New iPhone dials up excitement for Apple fans

People waiting in line outside the Apple Store on 5th Avenue to purchase the iPhone 5. (Agaton Strom) Credit: People waiting in line outside the Apple Store on 5th Avenue to purchase the iPhone 5./Agaton Strom
With Apple amassing a record two million pre-orders in a day for the iPhone 5, New Yorkers are already lining up to get their hands on the gadget, which goes on sale Friday.
Monday, techies were camped out in front of Apple's Fifth Avenue store and prepared to call it home for the rest of the week.
Roger Chinchilla, owner of an iPhone banking app, said that it's thanks to the iPhone that he could afford to sleep outside the store all week and not report to his New Jersey office.
"I'm at work right now! My office is on Fifth Avenue!" crowed Chinchilla, 29, who lives in Corona.

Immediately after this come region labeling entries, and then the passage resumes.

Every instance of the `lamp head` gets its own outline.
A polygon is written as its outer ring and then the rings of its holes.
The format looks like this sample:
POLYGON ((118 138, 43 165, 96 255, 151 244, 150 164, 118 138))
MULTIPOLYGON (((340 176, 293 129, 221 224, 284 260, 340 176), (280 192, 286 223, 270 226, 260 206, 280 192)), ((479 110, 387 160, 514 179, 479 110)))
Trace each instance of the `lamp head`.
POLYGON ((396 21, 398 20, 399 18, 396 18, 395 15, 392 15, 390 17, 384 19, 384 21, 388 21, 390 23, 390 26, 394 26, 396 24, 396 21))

Many in line were software developers loaded down with iPhones, iPads and MacBooks who, while eager to get first dibs on the device for their jobs, were also promoting their own businesses or sponsored by firms that knew the media would be there to cover the frenzy.
Besides annoucing the record-breaking pre-orders, Apple said yesterday that "demand for iPhone 5 exceeds the initial supply," implying that those who don't order now will have long waits.
Other city stores also reported they, too, were mobbed with inquiries for the speedier, skinnier gizmo promising better pictures and a longer battery life.
"The hype machine is in full gear," for what is basically an underwhelming upgrade, said tech expert Shelly Palmer.
The main significance of the phone, said Palmer, is that it's "the last of the devices [Steve Jobs] had his hand on that we're gonna see that came to the market as he wanted."
The line on Fifth Ave. outside the flagship store "is a sitting homage to Steve Jobs," Palmer said.
But others criticized what is now a predictable ritual.
People camping out to buy "an overpriced phone is pathetic and a reflection of contemporary values. It's a modern version of 'keeping up with the Joneses,'" said Camillia Shoufani, 21, a Greenwich Village resident and NYU senior.
Even Palmer conceded that the almost religious pilgrimage by Apple fans to snatch their new products is "a very stable, very powerful force happening that's unlike anything I've ever seen."
That's because the intuitive, creative technology offered by the company is life-changing, said Jessica Mellow, 27, of Harlem, who previously camped out for the iPhone 4S and was third in line Monday.
Mellow is blogging about her experiences on the line and is being "sponsored" by a company that's paying for her new iPhone. But, she said, her motives were pure.
"I'm doing this because I like Apple," she said.